Exhibition to highlight the understated role of women in technology

An exhibition entitled Hidden Histories of Women in Computing has gone on display at the Digital Enterprise Research Institute (DERI ) in NUI Galway. The exhibition highlights how, in spite of many obstacles, women have over the centuries made significant contributions to advances in communications and computer technologies.

“For millennia, cultural, social, religious, and legislative obstacles have ensured that females were denied access to many professions,” said Brendan Smith, DERI’s outreach officer. “Despite this, computing does have its female champions. Take for example the mathematician Augusta Ada King, Countess of Lovelace, who wrote in 1843 the world’s first ever computer programme.”

The exhibition comes on the back of the provision by DERI of information workshops to second-level students on the historical role of women in science and technology. These workshops are aimed to help increase the percentage of women involved in the higher echelons of technology research and innovation, needed to create a sustainable smart economy and a knowledge society.

The Digital Enterprise Research Institute at NUI Galway, which is an internationally renowned centre of web science research, has just completed a season of outreach activities based around the broader theme of digital inclusion.

“Since February our institute, under the banner of ‘An Online Ireland, Accessible To All’, has provided a comprehensive programme of courses, workshops, and exhibits aimed at involving sections of society that have felt at some time excluded or even threatened by the rapid advances in technology innovation,” Mr Smith said.

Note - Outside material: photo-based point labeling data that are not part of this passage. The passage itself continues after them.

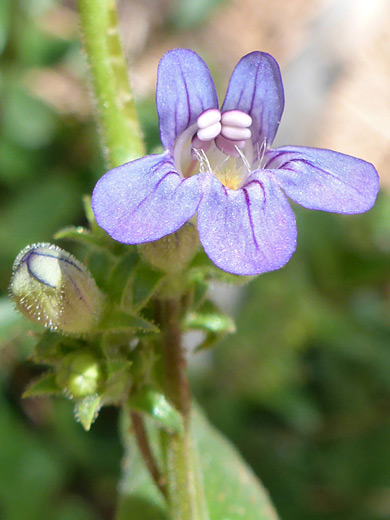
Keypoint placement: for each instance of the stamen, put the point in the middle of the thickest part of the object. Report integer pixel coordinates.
(229, 147)
(210, 132)
(236, 118)
(236, 133)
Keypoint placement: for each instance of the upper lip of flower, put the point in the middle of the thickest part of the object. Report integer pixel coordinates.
(247, 230)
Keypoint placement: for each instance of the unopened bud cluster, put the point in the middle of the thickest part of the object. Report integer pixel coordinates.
(51, 287)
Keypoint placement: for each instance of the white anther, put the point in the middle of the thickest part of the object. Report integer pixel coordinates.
(236, 118)
(209, 132)
(209, 118)
(197, 145)
(235, 133)
(229, 147)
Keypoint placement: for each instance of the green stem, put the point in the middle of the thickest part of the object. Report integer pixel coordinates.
(184, 494)
(116, 111)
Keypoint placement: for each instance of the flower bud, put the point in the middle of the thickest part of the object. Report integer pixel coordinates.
(51, 287)
(172, 252)
(79, 374)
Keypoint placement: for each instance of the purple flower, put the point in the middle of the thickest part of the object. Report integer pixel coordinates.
(220, 164)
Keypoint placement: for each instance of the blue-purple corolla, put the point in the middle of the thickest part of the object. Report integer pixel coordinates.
(218, 163)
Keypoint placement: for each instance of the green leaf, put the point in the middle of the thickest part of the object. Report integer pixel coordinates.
(116, 320)
(201, 267)
(231, 488)
(214, 322)
(79, 235)
(47, 350)
(87, 409)
(44, 385)
(154, 404)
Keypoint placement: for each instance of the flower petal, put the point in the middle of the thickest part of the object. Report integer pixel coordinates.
(325, 180)
(247, 231)
(144, 200)
(256, 88)
(185, 89)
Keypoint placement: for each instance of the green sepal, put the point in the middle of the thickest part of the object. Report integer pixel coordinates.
(44, 385)
(48, 348)
(87, 409)
(116, 366)
(117, 320)
(154, 404)
(141, 287)
(89, 215)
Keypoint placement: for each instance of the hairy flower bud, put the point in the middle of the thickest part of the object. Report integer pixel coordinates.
(172, 252)
(51, 287)
(79, 374)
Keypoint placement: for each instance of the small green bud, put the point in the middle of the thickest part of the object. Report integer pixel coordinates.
(172, 252)
(51, 287)
(80, 374)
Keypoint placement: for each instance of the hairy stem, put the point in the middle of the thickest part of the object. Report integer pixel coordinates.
(183, 488)
(116, 111)
(143, 444)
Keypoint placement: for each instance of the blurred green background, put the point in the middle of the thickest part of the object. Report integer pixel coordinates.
(303, 388)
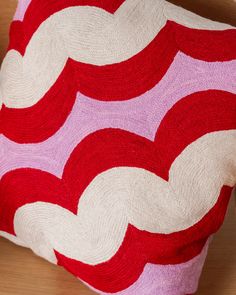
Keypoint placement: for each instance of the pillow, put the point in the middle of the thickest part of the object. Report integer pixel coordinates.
(118, 140)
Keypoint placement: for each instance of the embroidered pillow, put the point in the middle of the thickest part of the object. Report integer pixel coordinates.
(118, 140)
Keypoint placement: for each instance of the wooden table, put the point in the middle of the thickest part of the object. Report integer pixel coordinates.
(22, 273)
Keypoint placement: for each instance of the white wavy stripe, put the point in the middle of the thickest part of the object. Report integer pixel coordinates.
(86, 34)
(127, 195)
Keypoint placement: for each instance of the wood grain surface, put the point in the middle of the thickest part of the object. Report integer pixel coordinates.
(23, 273)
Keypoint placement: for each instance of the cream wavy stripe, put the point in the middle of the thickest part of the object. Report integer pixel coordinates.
(130, 195)
(184, 77)
(86, 34)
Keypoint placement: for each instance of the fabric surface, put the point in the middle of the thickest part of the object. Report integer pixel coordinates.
(118, 140)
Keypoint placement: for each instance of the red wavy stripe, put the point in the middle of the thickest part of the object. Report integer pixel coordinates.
(140, 248)
(189, 119)
(207, 112)
(25, 125)
(38, 11)
(41, 121)
(206, 45)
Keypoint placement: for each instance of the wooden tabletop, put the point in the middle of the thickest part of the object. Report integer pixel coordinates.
(23, 273)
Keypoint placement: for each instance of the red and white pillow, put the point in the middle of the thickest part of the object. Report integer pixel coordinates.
(118, 140)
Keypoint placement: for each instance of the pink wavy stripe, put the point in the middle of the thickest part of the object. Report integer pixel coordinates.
(21, 9)
(141, 115)
(179, 279)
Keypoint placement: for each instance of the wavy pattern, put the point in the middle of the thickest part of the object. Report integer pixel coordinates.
(185, 76)
(61, 238)
(125, 111)
(99, 47)
(89, 116)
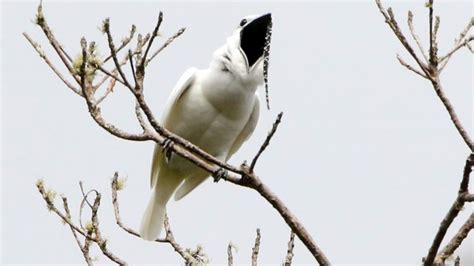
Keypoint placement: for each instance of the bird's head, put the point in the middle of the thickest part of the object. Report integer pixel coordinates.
(244, 52)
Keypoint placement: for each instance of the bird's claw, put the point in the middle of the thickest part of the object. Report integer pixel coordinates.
(167, 144)
(220, 174)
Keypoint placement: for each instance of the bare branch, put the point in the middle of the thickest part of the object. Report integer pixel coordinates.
(468, 197)
(456, 241)
(266, 142)
(463, 34)
(415, 36)
(113, 52)
(230, 258)
(166, 44)
(405, 64)
(391, 21)
(289, 253)
(452, 213)
(433, 44)
(242, 176)
(124, 43)
(41, 53)
(452, 114)
(457, 47)
(84, 249)
(41, 21)
(256, 248)
(141, 66)
(110, 89)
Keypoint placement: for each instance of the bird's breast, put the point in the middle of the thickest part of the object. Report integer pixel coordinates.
(211, 114)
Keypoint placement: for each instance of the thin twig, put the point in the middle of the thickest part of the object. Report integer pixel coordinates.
(166, 44)
(187, 150)
(415, 36)
(124, 43)
(84, 249)
(113, 52)
(452, 113)
(141, 66)
(463, 34)
(41, 53)
(405, 64)
(457, 47)
(110, 89)
(456, 241)
(452, 213)
(256, 248)
(230, 258)
(266, 142)
(41, 21)
(289, 253)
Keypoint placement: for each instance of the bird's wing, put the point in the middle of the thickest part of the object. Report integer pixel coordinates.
(181, 87)
(247, 130)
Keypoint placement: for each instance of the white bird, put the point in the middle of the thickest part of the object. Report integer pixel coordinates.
(216, 109)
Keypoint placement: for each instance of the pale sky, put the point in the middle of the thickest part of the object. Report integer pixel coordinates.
(366, 155)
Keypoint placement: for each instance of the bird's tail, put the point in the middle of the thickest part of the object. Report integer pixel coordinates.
(154, 216)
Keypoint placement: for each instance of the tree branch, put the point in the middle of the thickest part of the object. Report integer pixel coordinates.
(456, 241)
(452, 213)
(266, 142)
(152, 130)
(256, 248)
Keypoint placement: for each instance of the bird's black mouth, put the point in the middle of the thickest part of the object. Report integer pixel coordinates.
(254, 37)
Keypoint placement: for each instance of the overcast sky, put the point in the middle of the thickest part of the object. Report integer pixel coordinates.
(366, 155)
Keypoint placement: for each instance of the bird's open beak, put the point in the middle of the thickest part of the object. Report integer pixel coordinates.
(253, 38)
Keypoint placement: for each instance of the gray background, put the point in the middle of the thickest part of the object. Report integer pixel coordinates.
(366, 155)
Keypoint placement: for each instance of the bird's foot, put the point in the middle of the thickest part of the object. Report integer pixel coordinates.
(167, 144)
(220, 174)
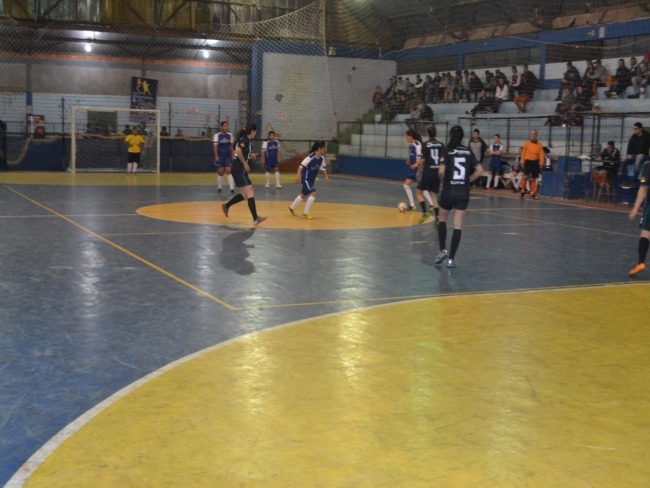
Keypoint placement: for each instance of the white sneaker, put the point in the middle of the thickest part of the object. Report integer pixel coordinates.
(440, 257)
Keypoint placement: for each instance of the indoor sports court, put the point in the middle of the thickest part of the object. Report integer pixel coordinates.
(147, 341)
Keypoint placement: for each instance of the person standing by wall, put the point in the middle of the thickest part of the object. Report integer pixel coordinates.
(223, 156)
(637, 153)
(533, 157)
(135, 142)
(306, 174)
(271, 157)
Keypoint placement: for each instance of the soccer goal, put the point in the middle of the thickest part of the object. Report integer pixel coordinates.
(97, 139)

In 2005 DERI pioneered classes for older people that introduced the practical benefits of web technologies such as Skype and online social networks. Over the last few months the institute has continued to meet the demands of this sector by organising, in association with the Galway Education Centre, internet courses for retired teachers.

The institute also commenced the provision of online interactive guided learning programmes for asylum seekers in Galway city, in partnership with the ICANDO initiative.

DERI also recently rolled out a series of after-school workshops for parents of primary and post primary schoolchildren on how to identify and tackle the growing phenomenon of cyber-bullying among children and teenagers.

DERI, a centre for science, engineering, and technology (CSET ) supported by Government through Science Foundation Ireland funding, was established in 2003, and has become an internationally renowned web science research centre, providing the technology which underpins intelligent services on the internet. Current research results include semantic search engines, novel collaboration, and social media, as well as sensor network technologies.